Palmares hoje é o símbolo da luta do movimento negro. Esse núcleo de resistência foi formado em 1604 por 40 negros foragidos e reunia diversos quilombos. Durante quase 100 anos, Palmares sofreu constantes ataques de holandeses e portugueses. Conta a história que Ganga Zumbi foi o penúltimo rei do maior quilombo de que se tem conhecimento no País. Ele acabou sendo morto pelo sobrinho Zumbi, que não aceitou o acordo feito pelo tio com os portugueses, prometendo que os quilombos (habitantes do quilombo) colocariam um fim no rapto de negros ainda escravizados pelo fazendeiros. Zumbi liderou uma resistência heróica que acabou com a destruição do quilombo e a sua morte, em 20 de novembro de 1695, data que foi escolhida para marcar o Dia Nacional da Consciência Negra.
Os estudiosos e integrantes da Fundação Palmares afirmam que o mito de quilombos históricos, como o de Palmares, mesmo funcionando como referência para a luta dos negros pelo seu reconhecimento, acabam sendo os únicos lembrados. Na verdade, segundo assinalam, cada quilombo teve uma história diferente. Existiam os grandes núcleos de resistência, mas também existiam outros que se mantinham inseridos no contexto social e econômico da região. Muitos desses grupos não eram perseguidos e sobrevivem ainda hoje. A Fundação Palmares explica que mesmo hoje em dia, esses grupos são reconhecidos como descendentes de negros dos quilombos, o que tornará mais fácil tentar colocar em prática o direito garantido pela Constituição de 1988. A população que vive em torno dos núcleos de descendentes de escravos sempre se refere a esses locais como quilombos, mocambos ou terras dos negros.
Levantamento
Mapear os locais onde vivem comunidades remanescentes de quilombos tem sido um trabalho lento. As informações estão sendo armazenadas na Fundação Palmares, mas até agora somente o Estado do Maranhão conta com um trabalho abrangente. Naquele Estado foram localizadas 401 comunidades negras e, desse total, cem podem ser designadas como remanescentes de quilombos, segundo o advogado Dimas Salustiano, que vem apoiando a Fundação Palmares nos estudos sobre os direitos assegurados às populações negras. “As situações vividas por esses grupos espalhados por vários Estados são diferenciadas mas, em geral, todos enfrentam um problema comum: a ameaça de perderem suas terras”, assinala.
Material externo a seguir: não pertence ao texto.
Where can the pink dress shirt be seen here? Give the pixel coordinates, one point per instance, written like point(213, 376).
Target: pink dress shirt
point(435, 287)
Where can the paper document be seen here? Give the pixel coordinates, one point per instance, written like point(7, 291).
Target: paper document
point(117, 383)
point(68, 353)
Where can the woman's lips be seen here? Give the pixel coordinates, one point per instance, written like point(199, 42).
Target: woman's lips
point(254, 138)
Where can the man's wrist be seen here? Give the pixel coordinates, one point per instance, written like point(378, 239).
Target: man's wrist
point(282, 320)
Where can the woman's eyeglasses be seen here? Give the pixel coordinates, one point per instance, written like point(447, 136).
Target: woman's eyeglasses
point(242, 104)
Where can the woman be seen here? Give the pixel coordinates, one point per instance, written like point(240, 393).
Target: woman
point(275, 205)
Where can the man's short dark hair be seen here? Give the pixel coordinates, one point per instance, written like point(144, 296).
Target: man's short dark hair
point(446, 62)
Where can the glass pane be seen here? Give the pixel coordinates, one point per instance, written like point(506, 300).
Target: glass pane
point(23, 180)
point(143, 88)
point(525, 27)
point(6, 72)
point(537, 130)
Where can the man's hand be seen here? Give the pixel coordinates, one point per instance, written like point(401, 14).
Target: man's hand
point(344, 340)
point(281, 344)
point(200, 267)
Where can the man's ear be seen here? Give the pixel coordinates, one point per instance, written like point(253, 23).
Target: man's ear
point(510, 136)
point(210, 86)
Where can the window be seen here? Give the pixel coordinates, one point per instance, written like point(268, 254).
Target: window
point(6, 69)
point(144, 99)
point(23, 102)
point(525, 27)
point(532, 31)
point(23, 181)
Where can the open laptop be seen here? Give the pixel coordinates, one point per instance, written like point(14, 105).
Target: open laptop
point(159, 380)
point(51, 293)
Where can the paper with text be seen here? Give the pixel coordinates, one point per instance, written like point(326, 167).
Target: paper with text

É o caso das comunidades que foram localizadas na Bacia do Rio Trombetas, norte do Pará, em 1989. Essas comunidades, que ainda mantêm fortes traços de sua cultura original, estão enfrentando a invasão de empresas mineradoras, fazendeiros e madeireiras. Além disso, entram em confronto com funcionários do Ibama que cuidam da Reserva Biológica do Trombetas, criada na região que foi ocupada pelos antigos escravos.
Os descendentes de escravos, segundo dados históricos, cumpriram uma rota de fuga através do porto de Belém ou da cidade de Turiaçu, no Maranhão. De lá, foram se embrenhando na selva, fugindo da escravidão. Hoje, a população está distribuída em dezenove comunidades, num total de 6 mil pessoas que sobrevivem da agricultura de subsistência, caça, pesca e extrativismo.
Na Bahia, 300 famílias da comunidade de Rio das Rãs, perto de Bom Jesus da Lapa, enfrentaram a ação de um grileiro de terras e depois de muita luta conseguiram uma liminar na Justiça, que lhes garantiu a posse da terra. Já em Sergipe, as 100 famílias de negros remanescentes do quilombo de Mocambo estão em litígio com fazendeiros da região. Em Goiás, os Calungas, espalhados numa área que atinge os municípios de Cavalcanti, Monte Alegre e Terezinha de Goiás, enfrentam a pressão de Furnas que, para encher o lago da hidrelétrica que está sendo construída no local, irá inundar 50% das terras onde a população negra planta roças.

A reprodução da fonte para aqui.